Cryptocurrencies, like Bitcoin and Ethereum, are not subject to UK tax when you buy them. They are treated as ‘cryptoassets’ by HMRC, which means that you might have to pay income tax or Capital Gains Tax when you sell it.
What does HMRC mean by ‘cryptoassets’?
HMRC does not consider any crypto currency to be an actual currency or money and refers to them as ‘cryptoassets’ in all of their documents. This is already confusing because as the language involved reinforces the idea that they are a new currency.
HMRC’s definition says: “Cryptoassets (or ‘cryptocurrency’ as they are also known) are cryptographically secured digital representations of value or contractual rights that can be: transferred, stored, traded electronically.

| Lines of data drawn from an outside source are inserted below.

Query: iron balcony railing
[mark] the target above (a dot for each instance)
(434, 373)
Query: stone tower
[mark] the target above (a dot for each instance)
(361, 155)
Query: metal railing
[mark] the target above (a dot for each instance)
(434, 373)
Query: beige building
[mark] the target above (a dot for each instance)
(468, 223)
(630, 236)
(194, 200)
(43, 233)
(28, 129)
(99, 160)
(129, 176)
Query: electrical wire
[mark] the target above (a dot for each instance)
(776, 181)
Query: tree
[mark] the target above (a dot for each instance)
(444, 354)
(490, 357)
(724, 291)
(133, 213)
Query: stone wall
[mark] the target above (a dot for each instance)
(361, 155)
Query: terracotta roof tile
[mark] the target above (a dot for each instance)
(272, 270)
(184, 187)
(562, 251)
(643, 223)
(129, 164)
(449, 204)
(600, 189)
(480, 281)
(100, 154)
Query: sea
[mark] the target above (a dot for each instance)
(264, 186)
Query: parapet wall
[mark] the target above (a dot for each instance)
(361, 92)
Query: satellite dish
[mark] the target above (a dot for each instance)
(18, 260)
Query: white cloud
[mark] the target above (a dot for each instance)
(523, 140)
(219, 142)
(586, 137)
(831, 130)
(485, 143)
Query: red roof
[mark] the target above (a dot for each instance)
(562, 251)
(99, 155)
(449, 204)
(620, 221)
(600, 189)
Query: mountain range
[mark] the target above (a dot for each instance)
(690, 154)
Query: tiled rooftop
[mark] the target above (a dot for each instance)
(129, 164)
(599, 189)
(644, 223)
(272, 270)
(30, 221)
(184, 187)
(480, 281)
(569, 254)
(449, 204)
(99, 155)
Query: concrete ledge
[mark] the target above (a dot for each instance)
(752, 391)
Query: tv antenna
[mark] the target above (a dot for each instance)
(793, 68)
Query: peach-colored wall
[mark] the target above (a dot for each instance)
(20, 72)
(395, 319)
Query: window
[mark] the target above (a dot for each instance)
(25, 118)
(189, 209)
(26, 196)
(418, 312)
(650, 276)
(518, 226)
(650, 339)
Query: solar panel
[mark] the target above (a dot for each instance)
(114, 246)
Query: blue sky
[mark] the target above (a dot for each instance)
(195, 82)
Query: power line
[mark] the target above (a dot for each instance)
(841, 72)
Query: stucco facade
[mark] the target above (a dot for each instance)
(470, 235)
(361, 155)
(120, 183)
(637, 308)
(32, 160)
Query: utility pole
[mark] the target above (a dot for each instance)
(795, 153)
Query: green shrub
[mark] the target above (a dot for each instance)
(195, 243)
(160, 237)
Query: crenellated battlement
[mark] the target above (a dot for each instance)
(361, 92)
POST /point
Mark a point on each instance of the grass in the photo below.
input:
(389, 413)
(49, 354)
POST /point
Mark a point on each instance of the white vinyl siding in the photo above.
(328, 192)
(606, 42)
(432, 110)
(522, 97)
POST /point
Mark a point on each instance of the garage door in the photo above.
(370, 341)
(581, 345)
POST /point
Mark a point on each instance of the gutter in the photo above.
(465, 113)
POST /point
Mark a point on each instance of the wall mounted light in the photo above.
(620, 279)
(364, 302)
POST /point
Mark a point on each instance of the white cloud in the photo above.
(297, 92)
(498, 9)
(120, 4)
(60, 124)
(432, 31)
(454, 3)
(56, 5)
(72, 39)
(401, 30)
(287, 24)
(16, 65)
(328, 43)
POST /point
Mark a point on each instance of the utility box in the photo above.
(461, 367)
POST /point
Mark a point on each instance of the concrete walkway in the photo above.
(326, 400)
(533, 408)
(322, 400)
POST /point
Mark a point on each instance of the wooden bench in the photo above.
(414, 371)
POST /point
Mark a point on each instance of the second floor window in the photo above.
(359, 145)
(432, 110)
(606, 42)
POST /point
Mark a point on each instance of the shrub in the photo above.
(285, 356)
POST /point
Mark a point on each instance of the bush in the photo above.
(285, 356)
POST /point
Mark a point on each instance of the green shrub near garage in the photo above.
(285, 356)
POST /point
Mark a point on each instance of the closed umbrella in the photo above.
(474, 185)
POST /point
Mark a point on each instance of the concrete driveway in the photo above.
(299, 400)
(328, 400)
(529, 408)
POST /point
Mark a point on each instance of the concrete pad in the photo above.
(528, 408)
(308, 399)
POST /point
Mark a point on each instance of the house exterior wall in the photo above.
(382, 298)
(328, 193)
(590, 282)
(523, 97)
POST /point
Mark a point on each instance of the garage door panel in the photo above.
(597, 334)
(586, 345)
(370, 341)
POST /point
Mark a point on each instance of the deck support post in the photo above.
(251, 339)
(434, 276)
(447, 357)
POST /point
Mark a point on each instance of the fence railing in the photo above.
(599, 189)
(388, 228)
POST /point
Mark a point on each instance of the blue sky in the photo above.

While all cryptoassets use some form of Distributed Ledger Technology (DLT) not all applications of DLT involve cryptoassets.”
Their Cryptoasset Taskforce defined three types of “tokens”:
- Exchange tokens: like Bitcoin. They use Distributed Ledger Technology (DLT), also known as blockchain. This DLT is free from control of any bank, individual or group. The value of exchange tokens is therefore not based on investment or assets. The value is in its use as a method of payment or investment. It does not entitle the owner to any specific goods or services.
- Utility tokens: These are usually given out by businesses and can be used on a specified platform in exchange for their goods or services.
- Security tokens: They are a means of buying into a company and give the holder a financial stake in the business, like a share of the profit.
HMRC’s cryptoasset guidance so far has focused on the exchange tokens. Their report explains that more may be added to account for utility and security tokens. They also make it clear that the tax rules will be applied to each case on an individual basis, not based on the type of token involved.
Cryptoassets and Capital Gains Tax
Income made from selling your cryptoassets is subject to Capital Gains Tax, just like any other applicable income stream.
Once you earn over the Capital Gains tax free allowance of £12,300 (for 2020-21 tax year), you must pay Capital Gains Tax on the remainder. This is sometimes called the Annual Exempt Allowance. This isn’t just based on money you’ve earned from selling cryptoassets, but the total you earn from selling any assets. This includes things like personal possessions worth more than £6,000, shares and some property.
How much is Capital Gains Tax?
If you are in the Basic Rate income tax band, you pay 10% Capital Gains Tax. People in the Higher and Additional Rate tax bands pay Capital Gains Tax at a rate of 20%. That is the percentage of the ‘gain’ you have made from selling your assets.
You add together everything you made from the sale of all your assets. Deduct the Capital Gains tax-free allowance (£12,300 for 2020-21 tax year) and that is the amount you owe Capital Gains Tax on.
It’s worth noting here, that this is the situation for individuals. If you have a cryptocurrency business that buys and sells the assets, you will need to look at a different kind of tax treatment. This is likely to mean that you owe income tax, rather than capital gains tax.
How do I pay Capital Gains Tax on my bitcoin earnings?
You declare your bitcoin earnings to HMRC using the Self Assessment system. You will need to file a self assessment tax return. HMRC’s Making Tax Digital programme has successfully encouraged most people to submit their tax returns online. The deadline for this is midnight on the 31st January after the end of the tax year. So, for the 2020-21 tax year, the filing deadline is 31st January 2022.
You can still file a paper return, but the deadline is earlier, on the 31st October.
There are fines for missing the deadline, late payment and errors in your paperwork. Many wise taxpayers seek the advice of an expert before they click send.